Nel giorno in cui governo e sindacati si trovano invischiati nella sentenza di Pomigliano, una nuova attestazione di stima per Marchionne arriva dall'altro lato dell'Atlantico, da quegli Stati Uniti in piena campagna elettorale e dove il manager italo-canadese è un convinto sostenitore del presidente uscente.
Proprio Obama ha rilasciato ieri uno spot pubblicitario che cita direttamente le parole di Marchionne per smentire una boutade del candidato repubblicano Mitt Romney. Jeep, che fa parte del gruppo Chrysler ora controllato da FIAT, dovrebbe essere rilocalizzata in Cina abbandonando la storica fabbrica dell'Ohio? Niente affatto, smentisce Marchionne stesso, e la campagna del presidente democratico si affretta a rilanciare il messaggio per allungare ancora proprio in Ohio, guarda a caso uno degli "stati-chiave" dell'elezione.
Possibile che in America, patria del liberismo finanziario e del "guai a intervenire in economia", la scelta di una compagnia privata possa diventare l'ago della bilancia in una campagna elettorale presidenziale?
Proprio Romney poi è quello che metterebbe dei paletti, accusando Obama di aver svenduto la Chrysler "agli italiani", primo passo dello smantellamento di un bene nazionale come l'automobile.
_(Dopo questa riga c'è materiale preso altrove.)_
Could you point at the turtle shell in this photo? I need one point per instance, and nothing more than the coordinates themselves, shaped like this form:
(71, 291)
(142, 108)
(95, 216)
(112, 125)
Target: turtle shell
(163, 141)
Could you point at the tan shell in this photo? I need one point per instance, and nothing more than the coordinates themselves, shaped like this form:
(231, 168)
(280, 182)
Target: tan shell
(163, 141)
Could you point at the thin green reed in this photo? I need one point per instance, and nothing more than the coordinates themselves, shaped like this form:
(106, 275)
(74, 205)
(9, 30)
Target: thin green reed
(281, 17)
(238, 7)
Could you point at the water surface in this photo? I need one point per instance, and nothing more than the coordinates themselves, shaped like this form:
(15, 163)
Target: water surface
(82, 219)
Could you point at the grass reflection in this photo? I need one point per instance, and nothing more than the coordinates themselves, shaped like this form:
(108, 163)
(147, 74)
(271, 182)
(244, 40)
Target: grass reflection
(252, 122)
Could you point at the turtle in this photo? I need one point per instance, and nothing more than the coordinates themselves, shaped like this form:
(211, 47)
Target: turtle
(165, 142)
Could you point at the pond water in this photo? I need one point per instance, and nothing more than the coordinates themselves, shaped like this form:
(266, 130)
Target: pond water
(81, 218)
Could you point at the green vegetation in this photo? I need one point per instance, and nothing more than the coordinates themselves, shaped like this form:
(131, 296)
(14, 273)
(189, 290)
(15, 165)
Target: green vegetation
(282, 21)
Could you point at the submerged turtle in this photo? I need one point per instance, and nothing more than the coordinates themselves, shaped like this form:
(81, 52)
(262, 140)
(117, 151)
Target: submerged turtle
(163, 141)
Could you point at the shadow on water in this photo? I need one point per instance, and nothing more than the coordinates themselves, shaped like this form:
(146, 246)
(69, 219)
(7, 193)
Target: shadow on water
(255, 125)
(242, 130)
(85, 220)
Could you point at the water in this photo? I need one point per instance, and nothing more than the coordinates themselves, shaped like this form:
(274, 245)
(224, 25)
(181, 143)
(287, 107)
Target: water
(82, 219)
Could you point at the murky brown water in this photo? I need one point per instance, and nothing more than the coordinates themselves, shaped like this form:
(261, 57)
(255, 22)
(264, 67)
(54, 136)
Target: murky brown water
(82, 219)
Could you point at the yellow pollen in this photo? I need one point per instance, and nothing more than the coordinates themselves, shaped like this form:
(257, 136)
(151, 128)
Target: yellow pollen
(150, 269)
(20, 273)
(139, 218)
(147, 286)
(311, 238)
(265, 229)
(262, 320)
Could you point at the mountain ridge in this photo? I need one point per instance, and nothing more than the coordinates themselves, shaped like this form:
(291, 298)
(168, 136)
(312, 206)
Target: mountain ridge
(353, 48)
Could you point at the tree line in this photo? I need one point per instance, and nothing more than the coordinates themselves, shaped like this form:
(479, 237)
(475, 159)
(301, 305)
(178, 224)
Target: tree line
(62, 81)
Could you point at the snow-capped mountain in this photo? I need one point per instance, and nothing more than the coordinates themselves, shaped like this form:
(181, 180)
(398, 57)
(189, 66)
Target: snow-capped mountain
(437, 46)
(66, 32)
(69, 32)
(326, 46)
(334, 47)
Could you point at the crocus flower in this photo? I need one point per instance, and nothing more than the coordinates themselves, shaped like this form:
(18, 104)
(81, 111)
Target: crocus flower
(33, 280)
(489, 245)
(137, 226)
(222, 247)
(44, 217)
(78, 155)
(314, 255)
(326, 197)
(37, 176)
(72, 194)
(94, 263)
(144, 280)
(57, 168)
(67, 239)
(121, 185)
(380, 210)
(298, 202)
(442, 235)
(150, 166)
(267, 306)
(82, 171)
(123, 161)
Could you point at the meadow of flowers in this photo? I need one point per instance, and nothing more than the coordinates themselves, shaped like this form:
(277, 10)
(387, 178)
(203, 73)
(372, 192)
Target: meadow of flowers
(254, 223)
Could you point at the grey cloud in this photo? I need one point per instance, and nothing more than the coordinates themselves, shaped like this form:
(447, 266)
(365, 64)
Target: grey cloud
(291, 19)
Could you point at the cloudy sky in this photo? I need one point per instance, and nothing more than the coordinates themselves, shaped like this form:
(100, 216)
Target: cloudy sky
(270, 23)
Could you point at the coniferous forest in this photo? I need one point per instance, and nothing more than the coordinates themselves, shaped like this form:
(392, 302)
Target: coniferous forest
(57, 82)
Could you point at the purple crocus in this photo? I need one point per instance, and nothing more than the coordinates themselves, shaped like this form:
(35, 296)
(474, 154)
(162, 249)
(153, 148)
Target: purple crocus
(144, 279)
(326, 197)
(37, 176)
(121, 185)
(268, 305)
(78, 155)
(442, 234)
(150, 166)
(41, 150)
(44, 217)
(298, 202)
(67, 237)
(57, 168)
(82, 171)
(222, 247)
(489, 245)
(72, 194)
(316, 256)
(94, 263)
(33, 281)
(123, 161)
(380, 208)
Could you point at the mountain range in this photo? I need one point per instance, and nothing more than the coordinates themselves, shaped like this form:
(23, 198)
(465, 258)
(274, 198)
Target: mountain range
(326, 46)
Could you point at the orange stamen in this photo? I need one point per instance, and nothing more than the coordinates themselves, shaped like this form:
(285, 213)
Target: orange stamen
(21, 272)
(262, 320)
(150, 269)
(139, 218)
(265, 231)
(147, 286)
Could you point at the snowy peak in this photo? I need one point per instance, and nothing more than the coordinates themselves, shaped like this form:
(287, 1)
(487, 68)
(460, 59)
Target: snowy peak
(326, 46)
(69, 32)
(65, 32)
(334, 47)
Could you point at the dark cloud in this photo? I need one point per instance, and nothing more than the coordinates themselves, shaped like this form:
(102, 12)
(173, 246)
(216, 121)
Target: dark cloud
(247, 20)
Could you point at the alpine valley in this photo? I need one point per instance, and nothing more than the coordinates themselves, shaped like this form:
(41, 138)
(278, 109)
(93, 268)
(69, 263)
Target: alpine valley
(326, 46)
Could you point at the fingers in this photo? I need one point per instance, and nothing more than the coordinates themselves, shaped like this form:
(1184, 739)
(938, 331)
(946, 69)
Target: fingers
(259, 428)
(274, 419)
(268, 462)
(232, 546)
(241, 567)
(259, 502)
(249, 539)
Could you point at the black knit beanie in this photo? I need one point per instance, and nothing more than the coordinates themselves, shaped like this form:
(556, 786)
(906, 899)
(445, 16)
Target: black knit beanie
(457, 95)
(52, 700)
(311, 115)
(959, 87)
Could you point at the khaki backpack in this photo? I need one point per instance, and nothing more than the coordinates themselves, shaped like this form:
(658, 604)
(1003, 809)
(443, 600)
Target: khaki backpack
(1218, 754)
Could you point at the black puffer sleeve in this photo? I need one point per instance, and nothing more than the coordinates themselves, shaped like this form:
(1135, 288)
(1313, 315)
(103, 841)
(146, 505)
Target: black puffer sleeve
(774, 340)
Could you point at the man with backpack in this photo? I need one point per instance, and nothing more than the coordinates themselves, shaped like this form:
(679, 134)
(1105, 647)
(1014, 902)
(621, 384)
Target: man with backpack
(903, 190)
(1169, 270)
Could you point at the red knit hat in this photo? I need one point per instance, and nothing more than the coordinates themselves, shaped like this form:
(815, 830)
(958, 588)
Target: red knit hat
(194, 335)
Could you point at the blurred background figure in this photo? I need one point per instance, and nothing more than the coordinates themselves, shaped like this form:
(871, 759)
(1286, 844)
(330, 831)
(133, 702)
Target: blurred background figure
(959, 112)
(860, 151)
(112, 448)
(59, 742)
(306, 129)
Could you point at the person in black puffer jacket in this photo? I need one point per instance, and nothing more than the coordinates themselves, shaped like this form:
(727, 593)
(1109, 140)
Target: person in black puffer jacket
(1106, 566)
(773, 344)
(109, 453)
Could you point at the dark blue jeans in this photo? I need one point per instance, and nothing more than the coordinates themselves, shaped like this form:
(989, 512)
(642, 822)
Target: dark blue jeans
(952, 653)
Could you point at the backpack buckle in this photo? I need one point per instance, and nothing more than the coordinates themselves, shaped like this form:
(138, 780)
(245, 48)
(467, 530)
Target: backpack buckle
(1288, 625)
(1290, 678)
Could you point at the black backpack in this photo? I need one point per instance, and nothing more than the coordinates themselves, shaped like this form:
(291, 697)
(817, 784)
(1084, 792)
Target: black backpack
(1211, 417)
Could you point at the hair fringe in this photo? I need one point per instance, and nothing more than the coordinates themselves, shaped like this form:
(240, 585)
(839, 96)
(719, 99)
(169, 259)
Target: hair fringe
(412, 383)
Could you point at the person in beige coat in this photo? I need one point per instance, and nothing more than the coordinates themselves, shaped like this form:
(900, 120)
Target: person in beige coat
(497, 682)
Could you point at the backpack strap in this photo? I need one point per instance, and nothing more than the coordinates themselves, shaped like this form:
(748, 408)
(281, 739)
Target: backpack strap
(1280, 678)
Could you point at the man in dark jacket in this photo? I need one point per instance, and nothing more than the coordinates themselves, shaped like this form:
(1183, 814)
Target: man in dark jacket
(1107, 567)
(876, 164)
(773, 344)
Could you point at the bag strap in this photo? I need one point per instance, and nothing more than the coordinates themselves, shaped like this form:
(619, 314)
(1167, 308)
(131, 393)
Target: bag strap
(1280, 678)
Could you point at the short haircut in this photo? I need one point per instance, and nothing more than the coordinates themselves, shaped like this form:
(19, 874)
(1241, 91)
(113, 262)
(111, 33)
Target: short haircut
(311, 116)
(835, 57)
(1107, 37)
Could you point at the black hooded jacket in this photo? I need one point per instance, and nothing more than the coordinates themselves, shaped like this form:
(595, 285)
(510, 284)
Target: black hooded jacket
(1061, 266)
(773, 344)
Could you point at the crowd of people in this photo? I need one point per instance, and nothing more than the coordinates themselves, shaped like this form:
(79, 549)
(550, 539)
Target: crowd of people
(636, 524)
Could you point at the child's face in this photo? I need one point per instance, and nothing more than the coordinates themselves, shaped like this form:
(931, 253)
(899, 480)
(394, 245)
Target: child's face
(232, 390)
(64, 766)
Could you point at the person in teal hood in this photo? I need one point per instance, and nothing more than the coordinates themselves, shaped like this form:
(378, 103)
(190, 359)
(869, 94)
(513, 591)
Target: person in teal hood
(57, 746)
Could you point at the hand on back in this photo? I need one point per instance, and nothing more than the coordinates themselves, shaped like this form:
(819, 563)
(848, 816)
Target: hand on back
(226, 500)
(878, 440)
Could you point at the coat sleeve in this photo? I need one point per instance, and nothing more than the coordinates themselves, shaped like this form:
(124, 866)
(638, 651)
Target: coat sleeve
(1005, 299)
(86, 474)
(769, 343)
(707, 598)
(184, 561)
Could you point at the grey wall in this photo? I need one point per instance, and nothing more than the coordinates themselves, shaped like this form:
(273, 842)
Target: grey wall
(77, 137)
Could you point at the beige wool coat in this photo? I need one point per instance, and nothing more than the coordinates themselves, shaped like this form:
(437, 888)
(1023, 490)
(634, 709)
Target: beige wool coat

In Italia invece il governo (tecnico) fatica a trovare una posizione (politica) con cui dialogare, se possibile, con FIAT, e anche le varie opposizioni si trovano chiuse dal ricatto dell'azienda torinese: noi produciamo in Italia a un costo del lavoro svantaggioso, almeno fateci fare come vogliamo nelle fabbriche.
Un'Italia più liberista degli USA, insomma, che fatica a trovare il bandolo della matassa e che francamente sembra essere presa da tutt'altre polemiche. In attesa di svegliarsi e di vedere un premier bussare al Lingotto con il cappello in mano.